Nanoporous Graphene with Encapsulated Multicomponent Carbide as High-Performance Binder-Free Lithium-Ion Battery Anodes.

Abstract

Metal carbides are considered attractive lithium-ion battery (LIB) anode materials. Their potential practical application, however, still needs nanostructure optimization to further enhance the Li-storage capacity, especially under large current densities. Herein, a nanoporous structured multi-metal carbide is designed, which is encapsulated in a 3D free-standing nanotubular graphene film (MnNiCoFe-MoC@NG). This free-standing composite anode with a high surface area not only provides more active Li⁺ storage sites but also effectively prevents the agglomeration or detachment of active material in traditional powder-based electrodes.

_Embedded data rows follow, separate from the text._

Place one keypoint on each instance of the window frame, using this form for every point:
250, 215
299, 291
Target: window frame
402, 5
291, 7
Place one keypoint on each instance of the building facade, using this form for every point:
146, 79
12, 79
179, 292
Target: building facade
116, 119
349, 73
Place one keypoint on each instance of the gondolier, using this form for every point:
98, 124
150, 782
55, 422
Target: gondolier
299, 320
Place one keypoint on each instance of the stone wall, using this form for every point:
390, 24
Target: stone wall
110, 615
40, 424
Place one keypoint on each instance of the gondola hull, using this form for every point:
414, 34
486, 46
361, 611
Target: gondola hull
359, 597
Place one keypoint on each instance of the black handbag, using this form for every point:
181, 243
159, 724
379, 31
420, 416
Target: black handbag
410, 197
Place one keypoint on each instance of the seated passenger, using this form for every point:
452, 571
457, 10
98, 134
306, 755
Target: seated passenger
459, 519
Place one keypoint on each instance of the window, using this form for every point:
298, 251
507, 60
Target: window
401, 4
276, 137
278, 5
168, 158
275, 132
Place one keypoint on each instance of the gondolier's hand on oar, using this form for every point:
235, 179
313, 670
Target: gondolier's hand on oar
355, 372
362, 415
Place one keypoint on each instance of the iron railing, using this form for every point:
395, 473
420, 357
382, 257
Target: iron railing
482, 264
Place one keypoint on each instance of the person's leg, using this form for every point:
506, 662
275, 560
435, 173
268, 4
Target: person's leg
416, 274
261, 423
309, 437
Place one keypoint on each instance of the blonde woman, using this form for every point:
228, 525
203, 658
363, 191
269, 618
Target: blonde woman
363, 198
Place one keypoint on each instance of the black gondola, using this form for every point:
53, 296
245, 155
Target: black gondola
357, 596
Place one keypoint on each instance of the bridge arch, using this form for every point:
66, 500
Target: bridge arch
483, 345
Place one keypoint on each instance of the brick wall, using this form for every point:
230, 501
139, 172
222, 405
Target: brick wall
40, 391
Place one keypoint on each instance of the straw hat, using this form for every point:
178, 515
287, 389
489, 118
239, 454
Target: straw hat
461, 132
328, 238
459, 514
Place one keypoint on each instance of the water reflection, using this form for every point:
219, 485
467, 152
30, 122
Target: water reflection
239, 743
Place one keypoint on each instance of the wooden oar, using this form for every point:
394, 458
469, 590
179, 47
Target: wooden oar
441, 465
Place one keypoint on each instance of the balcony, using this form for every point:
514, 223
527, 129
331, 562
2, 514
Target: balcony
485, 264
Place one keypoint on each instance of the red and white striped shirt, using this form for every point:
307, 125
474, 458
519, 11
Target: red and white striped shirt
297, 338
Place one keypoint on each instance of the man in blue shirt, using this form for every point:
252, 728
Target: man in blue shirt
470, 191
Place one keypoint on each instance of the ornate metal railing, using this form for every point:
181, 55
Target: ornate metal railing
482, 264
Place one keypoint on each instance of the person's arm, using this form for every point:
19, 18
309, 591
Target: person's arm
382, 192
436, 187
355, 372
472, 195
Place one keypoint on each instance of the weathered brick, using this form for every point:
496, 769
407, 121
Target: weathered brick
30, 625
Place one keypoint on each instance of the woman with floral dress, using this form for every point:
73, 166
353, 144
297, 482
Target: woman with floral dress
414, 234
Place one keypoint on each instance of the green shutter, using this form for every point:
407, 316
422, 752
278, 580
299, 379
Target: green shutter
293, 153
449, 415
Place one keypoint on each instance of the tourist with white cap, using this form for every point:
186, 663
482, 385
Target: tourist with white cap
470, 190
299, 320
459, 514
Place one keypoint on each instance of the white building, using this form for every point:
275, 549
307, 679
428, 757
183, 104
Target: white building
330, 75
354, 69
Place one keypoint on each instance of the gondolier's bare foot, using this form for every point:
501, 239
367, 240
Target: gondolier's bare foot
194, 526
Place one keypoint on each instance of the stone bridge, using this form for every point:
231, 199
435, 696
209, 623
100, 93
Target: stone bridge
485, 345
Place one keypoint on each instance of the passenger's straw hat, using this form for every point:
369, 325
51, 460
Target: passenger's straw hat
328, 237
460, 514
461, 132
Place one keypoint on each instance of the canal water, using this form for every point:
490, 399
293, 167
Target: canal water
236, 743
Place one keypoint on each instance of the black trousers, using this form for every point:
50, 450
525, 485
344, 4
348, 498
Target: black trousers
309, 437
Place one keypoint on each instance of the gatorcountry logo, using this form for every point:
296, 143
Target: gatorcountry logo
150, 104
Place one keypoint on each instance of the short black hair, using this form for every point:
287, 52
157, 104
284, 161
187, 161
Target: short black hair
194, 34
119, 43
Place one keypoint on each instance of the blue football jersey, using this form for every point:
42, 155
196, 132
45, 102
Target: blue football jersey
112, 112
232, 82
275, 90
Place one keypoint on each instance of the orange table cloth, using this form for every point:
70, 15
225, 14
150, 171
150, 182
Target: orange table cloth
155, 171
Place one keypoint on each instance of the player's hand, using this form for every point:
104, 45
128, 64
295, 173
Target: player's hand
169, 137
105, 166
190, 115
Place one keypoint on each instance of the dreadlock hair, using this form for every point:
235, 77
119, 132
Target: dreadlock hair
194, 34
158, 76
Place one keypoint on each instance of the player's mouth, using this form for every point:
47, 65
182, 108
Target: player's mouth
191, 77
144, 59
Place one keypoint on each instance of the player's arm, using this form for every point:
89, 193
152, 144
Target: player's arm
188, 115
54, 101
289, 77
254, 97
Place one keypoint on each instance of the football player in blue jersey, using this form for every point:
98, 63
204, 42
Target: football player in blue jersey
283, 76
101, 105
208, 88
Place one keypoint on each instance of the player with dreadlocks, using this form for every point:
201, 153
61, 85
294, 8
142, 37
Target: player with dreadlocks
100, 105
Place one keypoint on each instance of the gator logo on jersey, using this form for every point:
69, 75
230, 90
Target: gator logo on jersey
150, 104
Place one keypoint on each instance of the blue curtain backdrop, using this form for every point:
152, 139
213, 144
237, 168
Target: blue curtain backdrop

Moreover, the free-standing design does not require additional binders, conductive agents, or even current collectors when used as LIB anode. As a result, the MnNiCoFe-MoC@NG anode exhibits a high specific capacity of 1129.2 mAh g^-1 at 2 A g^-1 and maintains a stable capacity of 512.9 mAh g^-1 after 2900 cycles of 5 A g^-1, which is higher than most reported Mo_xC-based anodes. Furthermore, the anode exhibits superb low-temperature performance at both 0 and -20 °C, especially at large current densities. These properties make the free-standing anode very promising in fast charging and low-temperature applications.